Alternatively, I could sample from the distribution of $X$, that is, for each $X_k$ predict value $i$ according to $p_i$. Then, the probability that my prediction for $X_k$ equals the actual draw of $X_k$ is

$$q=P[\hat{X}_k=X_k]=\sum_{i=1}^m P[\hat{X}_k=i]P[X_k=i]=\sum_{i=1}^m p_i^2.$$

Thus, according to this approach, the probability that I am correct on $r$ predictions is $B(r;n,q)=\binom{n}{r}q^r(1-q)^{n-r}$. Now, what is the probability that this approach gives me at least $n\cdot p_i^*$ correct results (i.e., $B(n\cdot p_i^*;n,q)+\cdots+B(n;n,q)$)? Are there any known general results on this? How does the answer depend on the distribution of $X$ (e.g. uniform, skewed, ...)?

In other words, should I sample (approach 2) or just predict the most probable outcome (approach 1)? (Did I make any mistakes somewhere?)

2

There are 2 best solutions below

3
On BEST ANSWER

$\sum_{i=1}^m p_i^2 \le \sum_{i=1}^m p_ip_{max} = p_{max}\sum_{i=1}^m p_i = p_{max}.$

2
On

You can prove that your sampling method is no better than the easier, choose-the-best-bet method. I.e. $\sum_i p_i =1,\ p_i > 0\ (\forall i) \implies \sum_i p_i^2 \leq \max_i p_i$.

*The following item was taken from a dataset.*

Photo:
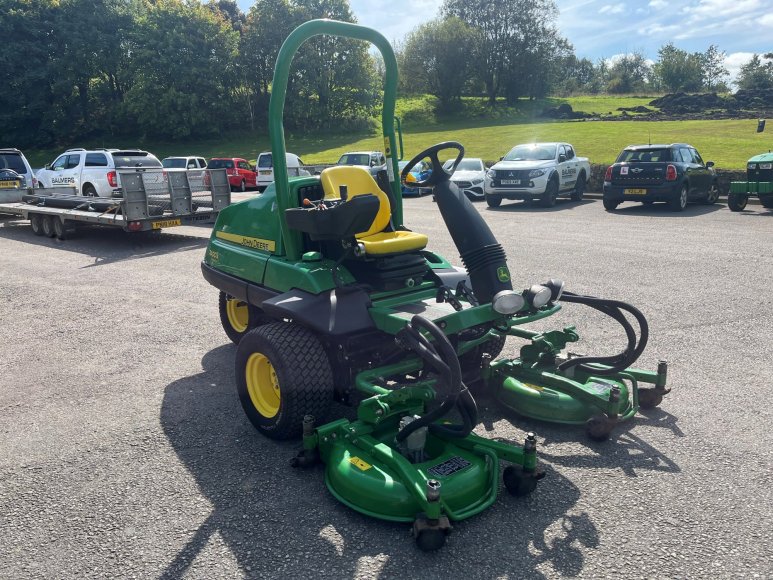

Ignoring the positivity constraint and using Lagrange multipliers to maximise the sum of the squares. The Lagrangian is $\mathcal L(p_1,\dots,p_m,\lambda):= \sum p_i^2 + \lambda(\sum p_i-1)$, therefore our necessary condition is $\frac {\partial \mathcal L}{\partial p_i} = \frac {\partial \mathcal L}{\partial \lambda}=0$,

\begin{align} 0 &= \frac {\partial \mathcal L}{\partial p_i} \\ &= 2p_i+\lambda \\ \implies p_i &= -\frac \lambda 2 \\\\ 0 &= \frac {\partial \mathcal L}{\partial \lambda} \\ &= \sum p_i-1 \\ &= m(-\frac\lambda 2) - 1 \\ \implies \lambda &= -\frac 2m \\ \implies p_i &= \frac 1{m} \\ \implies \sum p_i^2 &\leq \sum \frac 1{m^2} = \frac 1{m} \leq \max_i p_i \end{align}

The first inequality comes from the fact that the value attained is indeed a maximum (this requires proof, although it's not too difficult. This is where we use positivity). The second inequality comes from the fact that the maximum must be greater than the average.

It's worth noting that if the distribution isn't uniform then the last inequality is strict, and the simpler method is strictly better.